Don’t tell me you haven’t notice the same trend in your non-megachurch. This is surely a nationwide phenomenon. Why? The study doesn’t say, but that won’t keep me from speculating.
- People value memories — travel — more than they used to. If I can’t afford a house, then maybe I’ll invest in more trips to the beach or away football games.
- The average age of Americans is greater because people live longer. That means we have more retired people in church, and they travel. (Retirees are one of our most under-utilized volunteer pools.)
- As bad as legalism is (and it’s really, really bad), at least the fear of fire and brimstone got the members to attend regularly. Grace has been taught as the opposite of legalism, often with little emphasis on community disciplines.
- Oh, and that brings me to the “spiritual discipline” movement — which is almost always taught as about personal devotional time, with virtually no mention of time spent together.
- The Internet has better sermons and better music than any church anywhere. So if I go to church to be “fed,” why not be fed in my car or at my computer? Again, we have virtually no doctrine of the church other than “go to church or go to hell.” Once grace is taught, that no longer works, and we’ve failed to fill the void with a healthier theology of community disciplines.

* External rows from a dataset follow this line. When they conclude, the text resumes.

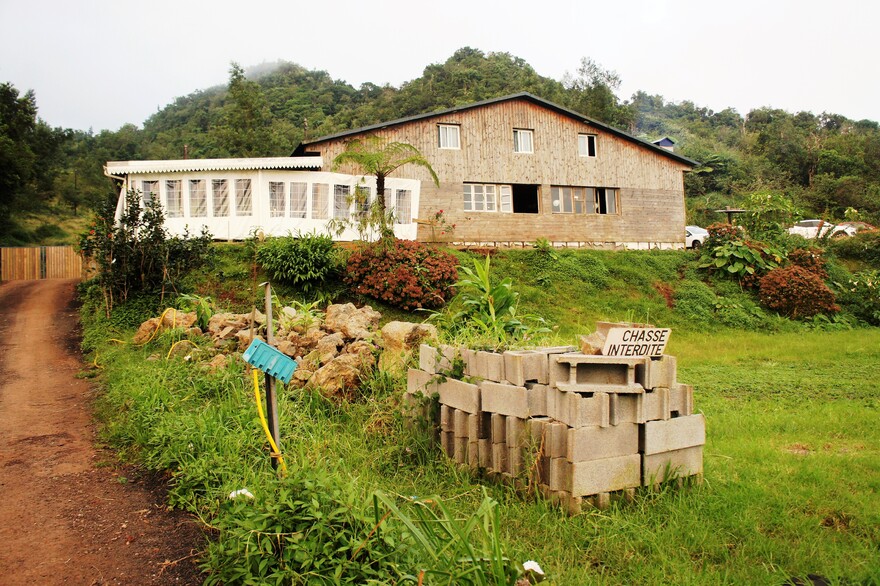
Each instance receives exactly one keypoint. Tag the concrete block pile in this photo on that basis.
(581, 426)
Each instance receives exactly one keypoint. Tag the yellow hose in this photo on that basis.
(276, 453)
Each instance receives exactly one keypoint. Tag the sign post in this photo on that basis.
(636, 342)
(271, 397)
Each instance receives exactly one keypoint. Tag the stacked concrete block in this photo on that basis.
(580, 426)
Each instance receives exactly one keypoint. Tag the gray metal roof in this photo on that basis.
(301, 149)
(190, 165)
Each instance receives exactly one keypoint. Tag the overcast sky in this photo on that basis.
(100, 64)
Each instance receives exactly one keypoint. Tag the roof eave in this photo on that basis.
(300, 150)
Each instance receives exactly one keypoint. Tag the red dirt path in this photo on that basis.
(68, 515)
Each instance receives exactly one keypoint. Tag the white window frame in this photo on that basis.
(173, 198)
(277, 199)
(403, 206)
(150, 190)
(487, 197)
(219, 198)
(244, 197)
(198, 198)
(523, 141)
(320, 201)
(566, 199)
(363, 200)
(449, 136)
(505, 199)
(299, 199)
(341, 201)
(584, 143)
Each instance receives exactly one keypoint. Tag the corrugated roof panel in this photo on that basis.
(190, 165)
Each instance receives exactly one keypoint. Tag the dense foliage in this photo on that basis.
(792, 164)
(402, 273)
(136, 254)
(307, 261)
(796, 292)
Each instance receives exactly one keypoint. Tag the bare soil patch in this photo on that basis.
(68, 514)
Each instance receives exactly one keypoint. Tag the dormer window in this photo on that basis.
(522, 141)
(449, 136)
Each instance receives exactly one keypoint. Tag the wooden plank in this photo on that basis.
(26, 263)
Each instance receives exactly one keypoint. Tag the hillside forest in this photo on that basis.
(801, 164)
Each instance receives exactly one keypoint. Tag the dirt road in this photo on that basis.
(68, 514)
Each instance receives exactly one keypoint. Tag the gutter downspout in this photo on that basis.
(120, 202)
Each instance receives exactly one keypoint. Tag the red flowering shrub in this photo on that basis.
(796, 292)
(403, 273)
(810, 259)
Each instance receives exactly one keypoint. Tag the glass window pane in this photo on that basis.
(173, 199)
(590, 200)
(220, 197)
(198, 198)
(468, 198)
(341, 201)
(611, 199)
(277, 199)
(490, 198)
(150, 191)
(403, 207)
(298, 199)
(243, 199)
(362, 200)
(506, 193)
(320, 203)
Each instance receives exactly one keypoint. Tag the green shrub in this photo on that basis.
(722, 233)
(402, 273)
(860, 295)
(796, 292)
(136, 254)
(585, 267)
(486, 311)
(309, 528)
(306, 261)
(728, 252)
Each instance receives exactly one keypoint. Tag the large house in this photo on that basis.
(512, 170)
(518, 168)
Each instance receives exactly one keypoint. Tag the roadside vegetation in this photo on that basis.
(791, 460)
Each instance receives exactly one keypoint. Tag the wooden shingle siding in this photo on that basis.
(651, 191)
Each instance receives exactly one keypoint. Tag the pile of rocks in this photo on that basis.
(334, 350)
(579, 425)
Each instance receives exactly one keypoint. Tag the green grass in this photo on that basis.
(792, 460)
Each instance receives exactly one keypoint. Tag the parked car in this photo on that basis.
(694, 236)
(817, 228)
(860, 226)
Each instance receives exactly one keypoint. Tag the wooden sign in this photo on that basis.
(636, 342)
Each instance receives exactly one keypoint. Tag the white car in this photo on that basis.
(817, 228)
(694, 236)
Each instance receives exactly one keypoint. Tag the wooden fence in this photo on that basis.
(41, 262)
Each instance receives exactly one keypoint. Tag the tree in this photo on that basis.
(246, 129)
(593, 94)
(380, 158)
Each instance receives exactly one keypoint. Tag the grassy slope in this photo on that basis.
(55, 225)
(792, 463)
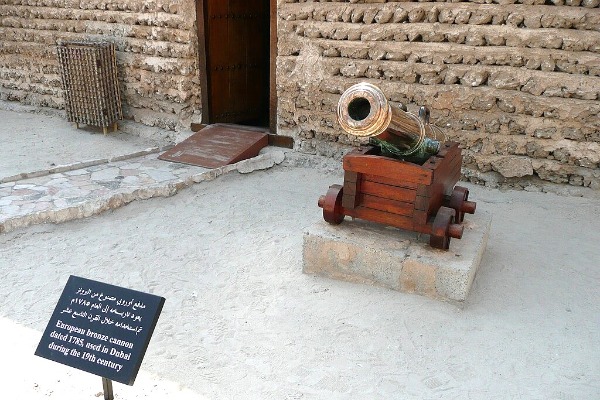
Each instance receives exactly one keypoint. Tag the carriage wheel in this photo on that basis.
(331, 204)
(444, 228)
(459, 202)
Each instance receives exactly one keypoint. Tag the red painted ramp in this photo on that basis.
(218, 145)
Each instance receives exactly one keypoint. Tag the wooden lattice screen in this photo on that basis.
(89, 77)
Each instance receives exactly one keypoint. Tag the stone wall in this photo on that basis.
(516, 82)
(156, 53)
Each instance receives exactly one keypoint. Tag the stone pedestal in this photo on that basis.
(364, 252)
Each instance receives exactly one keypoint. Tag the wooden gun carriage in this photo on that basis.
(420, 198)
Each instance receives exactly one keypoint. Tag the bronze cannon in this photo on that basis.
(405, 178)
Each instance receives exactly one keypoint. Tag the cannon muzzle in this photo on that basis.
(364, 111)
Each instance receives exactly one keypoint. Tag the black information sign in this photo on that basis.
(101, 329)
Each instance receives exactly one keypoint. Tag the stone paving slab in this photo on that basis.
(369, 253)
(93, 189)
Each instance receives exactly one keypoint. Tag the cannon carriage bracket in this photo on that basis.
(420, 198)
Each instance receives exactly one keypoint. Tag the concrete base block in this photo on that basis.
(365, 252)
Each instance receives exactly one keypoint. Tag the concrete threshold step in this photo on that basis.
(91, 190)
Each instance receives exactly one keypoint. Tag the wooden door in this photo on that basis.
(236, 36)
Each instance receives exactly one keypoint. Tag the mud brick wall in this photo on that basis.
(516, 82)
(156, 45)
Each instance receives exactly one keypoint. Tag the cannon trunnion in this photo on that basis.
(420, 198)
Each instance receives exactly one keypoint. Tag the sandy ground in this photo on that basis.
(241, 320)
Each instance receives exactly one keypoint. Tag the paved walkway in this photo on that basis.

Giving has slowed as well. In 2005, megachurches reported a median income of $4.6 million. In 2015, the number grew slightly to $4.7 million. But that’s actually a decline, according to the report.
“Had they kept pace, they would currently be reporting a median of $6.5 million to maintain a commensurate giving level plus inflation,” the report said.
Again, I have a theory. The Great Recession cost a lot of people their jobs. Many families had to take lower-paying jobs. And we’re not fully recovered. Moreover, even those who are fully recovered don’t feel recovered. People still feel insecure, even those who are now better off then before.
Churches were forced during this time to tighten their belts, lay off staff, cut programs, and just hang on to survive. And they did survive. And the members don’t see the need to give more to church. Some actually prefer the church lean and mean.
And then there’s —
One driver of higher giving: greater emphasis on global missions. Congregations that claimed global missions as “our church’s specialty” averaged $1,960 giving per capita, while congregations that only reported “some” emphasis on global missions averaged $1,249 giving per capita.
The members have to reconsider their giving commitments, and those churches that are outwardly focused receive larger donations. Churches that spend the money on bigger buildings and larger staffs find the members not quite as generous.
In fact, we live in an age when people are less inclined to give out of discipline or legalistic fear. They want to see that their money is being used effectively. They want not only missions but successful mission. They want not only help for the poor but help that lifts people out of poverty. And they want to see the church involved — hands-on efforts will be much more supported than send-the-money-across-the-ocean efforts.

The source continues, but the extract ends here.